The Intercultural Center planned a slate of programming to honor indigenous culture on campus


Christa Dutton, Staff Writer

November is Native American Heritage Month (NAHM), and the Intercultural Center (IC) has a variety of events planned that will highlight and celebrate Native and Indigenous leadership, values and culture.

The first event of the month took place on Nov. 11, when the IC hosted an event called “My Shelf to Yours”. Students were able to drop by the IC and pick up a book from a curated collection of Native American and Indigenous writings.

Next, on Nov. 15, there was an iLab Lunch and Learn about Wake Forest’s Indigenous Land Acknowledgement, which was codified in 2019.

iLab is a learning lab led by the IC that offers programs like interactive workshops and online resources that are designed to raise cultural awareness. During this event, participants discussed the university-wide land acknowledgment: its intent and how the university plans to move beyond acknowledgment and toward meaningful engagement with Native students, indigenous communities and tribes. 

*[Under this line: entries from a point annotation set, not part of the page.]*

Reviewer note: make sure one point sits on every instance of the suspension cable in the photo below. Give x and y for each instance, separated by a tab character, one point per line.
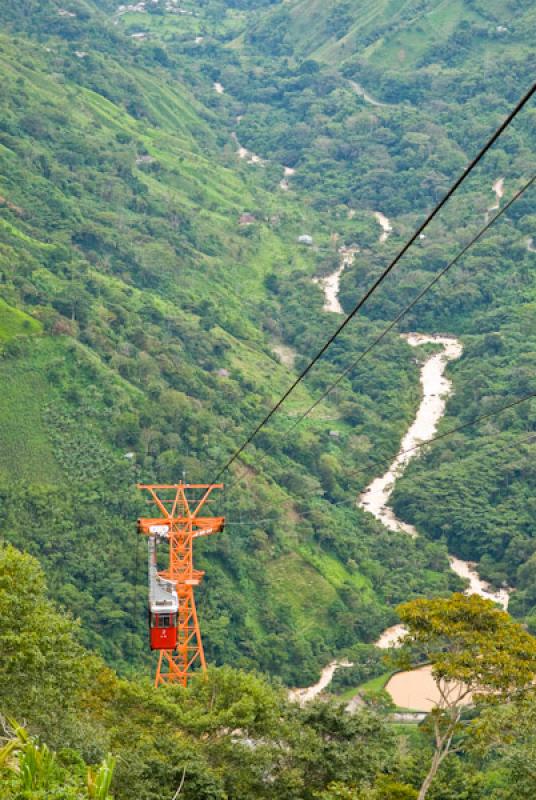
467	171
362	470
396	320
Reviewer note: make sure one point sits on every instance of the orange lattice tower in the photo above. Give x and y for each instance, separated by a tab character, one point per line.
179	505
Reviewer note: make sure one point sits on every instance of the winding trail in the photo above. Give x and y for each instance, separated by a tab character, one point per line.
385	223
435	389
498	188
330	284
310	692
414	686
362	92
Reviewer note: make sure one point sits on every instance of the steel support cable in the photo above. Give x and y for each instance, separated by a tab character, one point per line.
396	320
530	438
467	171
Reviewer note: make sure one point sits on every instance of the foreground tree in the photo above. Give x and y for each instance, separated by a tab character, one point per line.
479	656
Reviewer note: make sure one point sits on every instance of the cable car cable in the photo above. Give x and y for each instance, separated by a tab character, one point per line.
523	440
398	318
467	171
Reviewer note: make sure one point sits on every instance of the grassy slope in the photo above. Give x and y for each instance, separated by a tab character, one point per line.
45	440
397	34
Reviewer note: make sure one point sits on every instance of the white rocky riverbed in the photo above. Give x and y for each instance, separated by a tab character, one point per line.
374	499
330	284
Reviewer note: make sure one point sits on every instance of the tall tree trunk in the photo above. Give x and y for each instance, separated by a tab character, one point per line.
434	766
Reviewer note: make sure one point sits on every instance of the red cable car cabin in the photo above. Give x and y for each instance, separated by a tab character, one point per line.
163	631
163	606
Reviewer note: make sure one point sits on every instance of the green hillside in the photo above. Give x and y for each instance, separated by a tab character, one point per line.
159	163
399	35
140	320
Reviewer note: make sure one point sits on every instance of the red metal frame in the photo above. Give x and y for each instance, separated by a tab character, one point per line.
180	512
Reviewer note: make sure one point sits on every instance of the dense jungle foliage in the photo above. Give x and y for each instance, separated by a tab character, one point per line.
234	735
155	300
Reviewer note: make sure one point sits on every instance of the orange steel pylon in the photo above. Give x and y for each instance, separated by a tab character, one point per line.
180	524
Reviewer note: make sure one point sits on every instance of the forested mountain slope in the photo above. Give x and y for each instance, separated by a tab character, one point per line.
158	166
138	321
427	108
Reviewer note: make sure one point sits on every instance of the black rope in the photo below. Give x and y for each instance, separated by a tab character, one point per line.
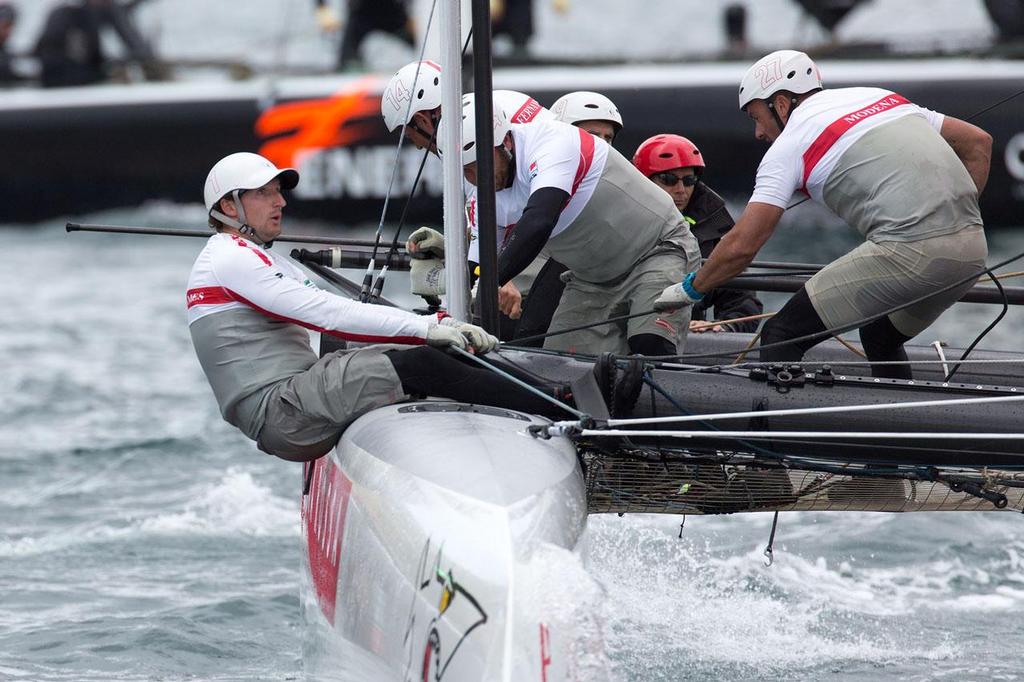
998	318
771	541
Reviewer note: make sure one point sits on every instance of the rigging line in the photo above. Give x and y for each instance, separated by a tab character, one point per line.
392	252
372	266
793	412
998	318
827	435
655	387
518	382
841	363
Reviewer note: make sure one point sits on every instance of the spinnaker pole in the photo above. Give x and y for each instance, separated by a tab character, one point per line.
456	274
486	289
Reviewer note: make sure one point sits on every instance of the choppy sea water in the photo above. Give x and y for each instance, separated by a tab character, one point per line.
143	539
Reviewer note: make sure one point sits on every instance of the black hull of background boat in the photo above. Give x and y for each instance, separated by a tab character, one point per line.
71	153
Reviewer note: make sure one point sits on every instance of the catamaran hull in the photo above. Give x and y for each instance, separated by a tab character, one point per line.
424	529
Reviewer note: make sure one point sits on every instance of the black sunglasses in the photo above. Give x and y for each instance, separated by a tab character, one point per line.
670	179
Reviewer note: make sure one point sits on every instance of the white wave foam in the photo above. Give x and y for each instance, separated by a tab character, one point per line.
684	601
235	505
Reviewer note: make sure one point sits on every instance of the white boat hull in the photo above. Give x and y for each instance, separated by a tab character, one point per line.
426	531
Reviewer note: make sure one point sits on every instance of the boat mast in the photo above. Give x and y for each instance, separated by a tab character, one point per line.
487	285
457	279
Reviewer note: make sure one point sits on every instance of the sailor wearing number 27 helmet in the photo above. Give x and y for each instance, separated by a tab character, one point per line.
923	227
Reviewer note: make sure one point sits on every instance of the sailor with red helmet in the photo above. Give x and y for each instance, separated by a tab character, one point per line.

The IC has also been collaborating with the Office of Sustainability to host “Tohi Talks”, a dialogue series set in the Tohi Garden located behind Angelou Hall. The talks will take place Nov. 16-18 and will dive into some of the most pressing issues in Native American communities, including environmental justice, indigenous climate leadership, land stewardship and the protection of Native American women and girls amidst the Missing and Murdered Indigenous Women and Girls (MMIWG) epidemic.

These talks will also explore how Native people use their own cultural values to approach issues like climate change and interpersonal violence.

All of these events will promote the celebration of Native American culture among those who identify as Native American, as well as those who do not but wish to learn more.

“It is important for the Intercultural Center to promote NAHM to give Native American students, faculty and staff an opportunity to celebrate their culture while simultaneously providing our entire campus community the chance to learn more about Native people, traditions and histories they may not be familiar with,” Savannah Baber, program coordinator for the Intercultural Center, said.   

Junior Mahlea Hunt is a Native student who is a part of the Lumbee Tribe of North Carolina. She deeply appreciates how Wake Forest and the IC are recognizing and celebrating NAHM.

“NAHM is a time for me to celebrate my beautiful culture and heritage with my Native brothers and sisters,” Hunt said. “Wake Forest has created a beautiful and welcoming environment.”

Hunt is excited to attend the IC’s many events, and she is also looking forward to speaking at Salem College about NAHM. Hunt finds it especially important for everyone to have a knowledge of Native American history and culture.

“Many textbooks that are in schools have false information about Native American history and culture,” Hunt said.

Hunt suggested that instead of consuming content from these textbooks, students should read books written by Native American authors and research the cultural practices of Native Americans on tribal websites. She also encourages students to attend a powwow, or an informational session, on Native American history and culture.

The IC’s “My Shelf to Yours” event gave students an opportunity to learn about Native history and values from the Native authors who know those experiences best.

“Overall, I want my peers to understand the importance of NAHM,” Hunt said. “Natives have long suffered through oppression, so NAHM is an important time to recognize how Native Americans have overcome this suffering and to focus on the beautiful heritage and culture we have.”